The completed pipeline would extend for 1,179 miles from Northern Alberta in Canada to Steele City, Nebraska, transporting tar sands oil to be exported to other countries. The Sierra Club has actively opposed the Keystone XL project since 2009 and helped organize Sunday’s rally.
Isabelle Riu, a senior at George Washington University majoring in international affairs and environmental studies, attended the rally despite the winter weather. “It was an incredibly cold and windy morning, but the energy did not waver,” she said. According to Riu, tar sands are an incredibly dirty fuel source that will produce carbon emissions during extraction and processing. As president of Green GW, a student organization advocating environmental sustainability, Riu attended the protest to show her concern for climate change.
The crowd’s main goal was to remind President Obama to follow through on the promises he made in his inaugural speech and the recent State of the Union address regarding the environment. “I think that Obama has tried to play it safe for his first term, trying to appease both sides,” explained Riu. “I hope to see more bold action to fight climate change this term.”

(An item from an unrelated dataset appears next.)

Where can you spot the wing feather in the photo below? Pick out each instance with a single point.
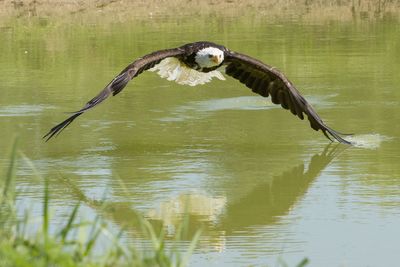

The name of the rally itself comes from Obama’s reelection campaign, which featured the slogan “Forward.” Connor Schmidt, a George Washington University freshman majoring political science, believes that the reference sends a clear message to the White House. “I think that this combined with his comments about climate change at the inauguration and State of the Union will make it incredibly hard for him not to shut down the Keystone XL project,” Schmidt said.